Mara, at 30, is one of the youngest honorees the fest has ever toasted. She’ll be appearing along with her new film Carol, for which she received best actress honors in Cannes. “Looking at her clip reel, of course, Rooney’s is not going to be very long,” says Huntsinger. “But watching her in the films she has done, she has a beautiful, interesting, chameleon-like quality that’s used to good effect.”
Boyle, on the other hand, is a Telluride regular, having brought films like Millions, 127 Hours and Slumdog Millionaire to previous editions of the fest. “He’s definitely a Telluride family member, and this was a quick and easy choice,” Huntsinger says.
The festival will also honor Jeff Skoll’s Participant Media, which is represented by three films: Beasts, Spotlight and Davis Guggenheim’s He Named Me Malala, a documentary about the young Pakistani activist Malala Yousafzai. It will present a special medallion to Jonathan King, Participant exec vp narrative film, and Diane Weyermann, exec vp documentary. Of the socially minded Participant, Huntsinger says, “They’ve defied the cliche of a well-meaning person with resources trying to do good and create art. How infrequently has that been successful. They have been making really, really good movies and deserve a lot of acclaim.

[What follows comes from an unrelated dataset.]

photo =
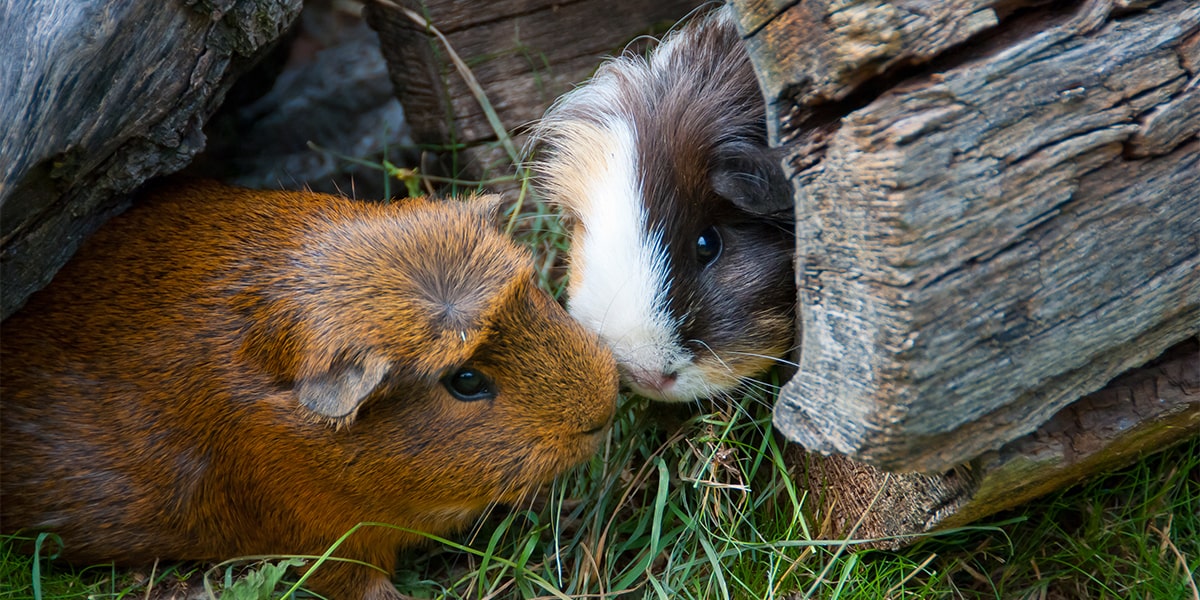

Other documentary films that will be screening include Sydney Pollack’s Amazing Grace, which captures a young Aretha Franklin; Charles Ferguson’s Time to Choose, about the fight to combat climate change; Kent Jones’ Hitchcock/Truffaut; Jennifer Peedom‘s Sherpa; Stig Bjorkman’s Ingrid Bergman – In Her Own Words; Lisa Immordino Vreeland’s Peggy Guggenheim: Art Addict; and Evgeny Afineevsky’s Winter on Fire, which follows the demonstrations in Kiev, Ukraine, that brought about regime change.
In addition to Carol, award winners from other festivals that will get a Telluride airing include Laszlo Nemes’ Holocaust drama Son of Saul, which claimed the Grand Jury Prize at Cannes, and Andrew Haigh’s portrait of a marriage 45 Years, which earned acting honors for its stars Charlotte Rampling and Tom Courtenay in Berlin.
The festival will also take a look back at film history with several unique programs. It’s planning a screening of a restored version of Fritz Lang’s Die Nibelungen, which runs 275 minutes with intermission, during which cineastes will be treated to beer and brats.
And it will return to Abel Gance’s silent 1927 classic Napoleon, which famously played Telluride at an outdoor screening in 1979, with a program called “Restoring Napoleon.” Georges Mourier, who is overseeing yet another restoration based on newly discovered footage, will describe the restoration process and present a new look at the film’s La Marseillaise sequence.
Novelist Rachel Kushner, who is serving as this year’s guest director, will be on hand with a selection of films she has made that includes Robert Frank’s Rolling Stones documentary Cocksucker Blues, Jean Eustache’s The Mother and the Whore; and a program that pairs together Jean Renoir’s A Day in the Country and Agnes Varda’s Uncle Yanco.